### Tf-IDF Model using Sklearn,nltk and Python

In this model, a text is represented as the bag of its words, disregarding grammar and even word order but keeping multiplicity.

The BOW model only considers if a known word occurs in a document or not. It does not care about meaning, context, and order in which they appear.

The bag-of-words model is commonly used in methods of document classification where the (frequency of) occurrence of each word is used as a feature for training a classifier.

Disadvantage is that we are not able to get which word is more important. The BOW model only considers if a known word occurs in a document or not.
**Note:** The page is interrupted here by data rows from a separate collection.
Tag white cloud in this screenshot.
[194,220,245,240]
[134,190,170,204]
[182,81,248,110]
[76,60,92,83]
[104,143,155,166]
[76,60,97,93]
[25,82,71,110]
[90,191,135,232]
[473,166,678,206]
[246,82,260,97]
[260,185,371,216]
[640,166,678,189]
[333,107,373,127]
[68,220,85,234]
It does not care about meaning, context, and order in which they appear.

In [1]:
import numpy as np
import pandas as pd
import wikipedia as wp
import re
import nltk
from nltk.corpus import stopwords
from nltk.stem import WordNetLemmatizer,PorterStemmer
from sklearn.feature_extraction.text import CountVectorizer
# Lets import the TF-IDF Library
from sklearn.feature_extraction.text import TfidfVectorizer

### Lets verify TF and IDF Manually

In [2]:
docs = ['fred have never been to boston',
        'boston is in america',
        'paris is the capitol city of france',
        'this sentence has no named entities included',
        'i have been to san francisco and paris']

In [3]:
#docs = test_sentences_clean

In [4]:
len(docs)

5

In [5]:
docs

['fred have never been to boston',
 'boston is in america',
 'paris is the capitol city of france',
 'this sentence has no named entities included',
 'i have been to san francisco and paris']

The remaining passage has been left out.